If just a field average is known, equations from Hollinger (2011) can be applied that predict yield for the entire field. Reflectance-based index values are necessary to apply the equations. The equations predicts normalized (to the mean) yield amounts based on normalized (to the mean) MSAVI or other index values. Once normalized yield values are calculated they are multiplied by a field average to acquire a yield prediction map. To produce the equation for MSAVI and other indices, pixel groups from many fields over two seasons from image dates from V12 to V19 were normalized to the mean and combined into one plot where they were correlated with corresponding clean yield monitor data (R² = 0.60 for MSAVI and yield; n = 1,086 pixels). The yield variability prediction model is based on fairly typical seasons; severe weather patterns in R-stages can cause yield variability to change a significant amount after the late V-stages. For example drought during earlier R-stages can cause a higher ratio of lower ground to higher ground yield.

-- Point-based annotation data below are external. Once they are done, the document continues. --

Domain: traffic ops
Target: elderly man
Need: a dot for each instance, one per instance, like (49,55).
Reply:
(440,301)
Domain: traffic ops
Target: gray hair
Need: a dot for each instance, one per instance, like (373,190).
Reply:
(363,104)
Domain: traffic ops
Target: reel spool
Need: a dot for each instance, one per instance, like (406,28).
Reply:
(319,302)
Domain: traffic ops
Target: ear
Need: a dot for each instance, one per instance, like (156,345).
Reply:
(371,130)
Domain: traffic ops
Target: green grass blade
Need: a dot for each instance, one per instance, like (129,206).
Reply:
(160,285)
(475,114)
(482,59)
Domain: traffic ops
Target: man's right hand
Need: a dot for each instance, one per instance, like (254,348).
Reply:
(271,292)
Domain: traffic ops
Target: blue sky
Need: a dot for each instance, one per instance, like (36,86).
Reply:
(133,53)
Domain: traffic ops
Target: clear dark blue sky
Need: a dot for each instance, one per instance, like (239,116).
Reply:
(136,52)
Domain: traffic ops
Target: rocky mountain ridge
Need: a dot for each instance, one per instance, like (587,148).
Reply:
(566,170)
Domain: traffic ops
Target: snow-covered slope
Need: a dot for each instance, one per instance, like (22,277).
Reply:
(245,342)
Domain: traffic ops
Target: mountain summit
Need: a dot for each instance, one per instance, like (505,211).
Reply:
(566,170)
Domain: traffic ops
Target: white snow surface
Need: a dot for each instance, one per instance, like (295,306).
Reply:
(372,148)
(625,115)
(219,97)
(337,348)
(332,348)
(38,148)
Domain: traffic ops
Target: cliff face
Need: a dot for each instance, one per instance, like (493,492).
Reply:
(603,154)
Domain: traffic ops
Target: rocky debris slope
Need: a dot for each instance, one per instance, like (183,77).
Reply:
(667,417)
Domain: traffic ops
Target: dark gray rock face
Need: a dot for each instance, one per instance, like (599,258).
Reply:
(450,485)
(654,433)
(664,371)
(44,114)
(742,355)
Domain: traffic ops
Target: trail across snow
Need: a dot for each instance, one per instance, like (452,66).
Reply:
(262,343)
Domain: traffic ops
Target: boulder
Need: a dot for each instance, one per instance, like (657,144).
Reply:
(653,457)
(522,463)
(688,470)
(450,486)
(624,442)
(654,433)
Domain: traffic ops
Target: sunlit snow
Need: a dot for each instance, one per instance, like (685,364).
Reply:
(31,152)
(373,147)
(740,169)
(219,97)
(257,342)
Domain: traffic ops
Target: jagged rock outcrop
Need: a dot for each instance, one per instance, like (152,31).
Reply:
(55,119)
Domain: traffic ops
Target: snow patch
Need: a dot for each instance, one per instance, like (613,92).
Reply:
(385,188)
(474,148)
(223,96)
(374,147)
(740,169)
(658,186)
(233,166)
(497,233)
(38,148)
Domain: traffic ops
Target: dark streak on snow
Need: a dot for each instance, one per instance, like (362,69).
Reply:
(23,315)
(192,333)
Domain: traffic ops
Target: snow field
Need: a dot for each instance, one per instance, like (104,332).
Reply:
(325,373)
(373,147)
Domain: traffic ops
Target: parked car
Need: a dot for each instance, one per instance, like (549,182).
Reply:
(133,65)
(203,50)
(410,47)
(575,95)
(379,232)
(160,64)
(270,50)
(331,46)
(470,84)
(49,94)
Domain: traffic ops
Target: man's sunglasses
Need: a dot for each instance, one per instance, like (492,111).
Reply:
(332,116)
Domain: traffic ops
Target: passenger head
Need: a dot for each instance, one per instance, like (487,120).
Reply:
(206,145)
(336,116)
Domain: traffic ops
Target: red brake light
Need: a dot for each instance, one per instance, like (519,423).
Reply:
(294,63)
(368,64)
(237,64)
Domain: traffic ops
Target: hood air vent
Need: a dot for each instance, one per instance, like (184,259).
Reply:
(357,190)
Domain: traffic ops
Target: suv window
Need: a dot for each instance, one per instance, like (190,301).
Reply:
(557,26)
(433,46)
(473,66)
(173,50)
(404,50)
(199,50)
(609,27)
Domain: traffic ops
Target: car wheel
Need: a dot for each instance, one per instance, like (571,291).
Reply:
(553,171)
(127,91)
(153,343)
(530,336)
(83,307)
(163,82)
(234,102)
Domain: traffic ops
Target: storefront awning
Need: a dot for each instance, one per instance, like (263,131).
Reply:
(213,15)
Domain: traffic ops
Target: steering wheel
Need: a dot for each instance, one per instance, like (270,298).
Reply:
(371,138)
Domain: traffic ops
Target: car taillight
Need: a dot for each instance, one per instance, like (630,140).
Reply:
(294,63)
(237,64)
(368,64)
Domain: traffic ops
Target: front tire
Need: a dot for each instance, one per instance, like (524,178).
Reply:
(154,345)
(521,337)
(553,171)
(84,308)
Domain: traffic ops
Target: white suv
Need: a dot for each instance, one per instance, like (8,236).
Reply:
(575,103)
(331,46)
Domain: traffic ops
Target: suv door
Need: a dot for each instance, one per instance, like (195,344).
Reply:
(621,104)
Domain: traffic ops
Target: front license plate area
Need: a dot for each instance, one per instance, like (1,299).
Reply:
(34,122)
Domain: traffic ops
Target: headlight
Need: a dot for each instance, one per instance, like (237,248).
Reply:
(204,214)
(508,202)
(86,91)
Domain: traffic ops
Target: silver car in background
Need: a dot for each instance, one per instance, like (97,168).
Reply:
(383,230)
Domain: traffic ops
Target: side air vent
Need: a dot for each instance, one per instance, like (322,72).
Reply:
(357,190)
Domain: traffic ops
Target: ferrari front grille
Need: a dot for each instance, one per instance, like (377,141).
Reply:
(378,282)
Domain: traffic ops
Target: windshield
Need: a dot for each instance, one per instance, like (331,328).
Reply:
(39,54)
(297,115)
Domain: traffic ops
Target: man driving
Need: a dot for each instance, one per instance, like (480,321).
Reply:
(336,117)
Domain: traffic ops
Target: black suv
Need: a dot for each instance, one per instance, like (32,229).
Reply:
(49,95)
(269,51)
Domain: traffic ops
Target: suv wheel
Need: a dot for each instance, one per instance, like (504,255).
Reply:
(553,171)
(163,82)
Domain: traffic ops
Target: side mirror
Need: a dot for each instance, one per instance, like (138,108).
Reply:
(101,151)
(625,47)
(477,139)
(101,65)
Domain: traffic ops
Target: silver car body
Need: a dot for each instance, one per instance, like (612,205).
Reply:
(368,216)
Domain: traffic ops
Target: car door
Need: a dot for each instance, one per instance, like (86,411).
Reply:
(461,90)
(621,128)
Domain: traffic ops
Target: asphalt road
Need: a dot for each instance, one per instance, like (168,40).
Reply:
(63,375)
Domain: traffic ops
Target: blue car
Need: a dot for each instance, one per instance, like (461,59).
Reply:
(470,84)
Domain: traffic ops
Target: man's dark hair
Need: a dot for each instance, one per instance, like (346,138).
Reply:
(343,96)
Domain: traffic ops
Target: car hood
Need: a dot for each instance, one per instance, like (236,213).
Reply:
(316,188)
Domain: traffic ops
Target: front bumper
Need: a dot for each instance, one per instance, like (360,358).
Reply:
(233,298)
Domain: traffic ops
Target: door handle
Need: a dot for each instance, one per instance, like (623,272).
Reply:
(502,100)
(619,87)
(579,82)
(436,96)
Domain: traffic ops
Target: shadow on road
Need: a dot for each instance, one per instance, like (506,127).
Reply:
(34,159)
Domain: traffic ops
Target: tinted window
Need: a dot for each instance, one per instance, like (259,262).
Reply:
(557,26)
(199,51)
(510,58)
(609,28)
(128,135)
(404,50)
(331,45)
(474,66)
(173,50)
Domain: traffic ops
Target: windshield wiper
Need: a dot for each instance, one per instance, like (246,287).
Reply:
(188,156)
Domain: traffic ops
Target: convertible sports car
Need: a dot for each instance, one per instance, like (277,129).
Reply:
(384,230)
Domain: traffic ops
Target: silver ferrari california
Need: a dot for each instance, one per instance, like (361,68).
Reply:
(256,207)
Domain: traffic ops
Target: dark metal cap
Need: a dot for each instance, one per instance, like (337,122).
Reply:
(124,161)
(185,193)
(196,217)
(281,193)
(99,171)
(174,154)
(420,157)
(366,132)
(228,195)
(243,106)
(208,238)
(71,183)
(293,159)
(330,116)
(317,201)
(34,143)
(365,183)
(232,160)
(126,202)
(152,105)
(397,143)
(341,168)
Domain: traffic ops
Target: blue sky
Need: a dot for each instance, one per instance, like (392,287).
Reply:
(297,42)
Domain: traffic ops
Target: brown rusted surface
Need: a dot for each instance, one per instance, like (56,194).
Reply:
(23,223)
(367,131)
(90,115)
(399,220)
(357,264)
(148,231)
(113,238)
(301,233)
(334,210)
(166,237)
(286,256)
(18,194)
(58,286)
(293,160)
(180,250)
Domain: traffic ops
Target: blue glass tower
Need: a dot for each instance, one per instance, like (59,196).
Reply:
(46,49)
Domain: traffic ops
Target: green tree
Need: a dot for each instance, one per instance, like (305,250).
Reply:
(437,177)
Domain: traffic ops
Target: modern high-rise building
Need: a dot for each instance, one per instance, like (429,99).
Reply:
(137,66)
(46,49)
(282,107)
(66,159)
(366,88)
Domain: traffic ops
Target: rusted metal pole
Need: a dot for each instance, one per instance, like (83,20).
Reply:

Maps can also be calibrated based on a specified yield range and field average. An advantage of this is that DN values can be used (atmospheric correction is not necessary) which makes the process less time-consuming.
Reliable corn yield quantity maps at the field-scale cannot be produced with Landsat imagery because reliable crop assessment at the field-scale is only posssible during the later vegetative stages which is too far from harvest and excludes growth stages associated with greatest water needs (spatial patterns can still be predicted well from these growth stages though).
For the slideshow correlations, the NIR precipitable correction factor from Wu et al. (2005) was applied to the solar transmittance along the solar zenith angle and the path of the satellite view angle in the atmospheric correction process. The factor increased NIR reflectance significantly (increased average reflectance for the V-stage image date nearest tassel (late V-stage) from .3675 to .4964 [n=468 pixels]; applying the factor to only transmittance would retrieve a reflectance somewhere between the two. Although the factor increased reflectance, correlations between MSAVI and corn yield using either reflectance value were nearly identical; the largest absolute difference with and without the factor for any correlation was 0.0084 while the average absolute difference was 0.0034. Landsat 8 has a launch date in February, 2013; refined NIR bandwidth of Landsat 8 helps resolves the problems that Landsat 5 and 7 have with atmospheric water absorption of NIR wavelengths.
Hollinger, D. 2011. Crop Condition and yield prediction at the field scale with geospatial and artificial neural network applications. Dissertation. Kent State University.
Qi, J., Chehbouni, A., Huete, A. R., Kerr, Y.H., and S. Sorooshian. 1994. A Modified Soil Adjusted Vegetation Index. Remote Sensing of Environment 48: 119-126.
Wu, J., Wang, D, and M.E. Bauer. 2007. Assessing broadband vegetation indices and QuickBird data in estimating leaf area index of corn and potato canopies. Field Crops Research 102: 33–42.
Wu, J., Wang, D., and M.E. Bauer. 2005. Image-based atmospheric correction of Quickbird imagery of Minnesota cropland. Remote Sensing of Environment 99: pp.315-325.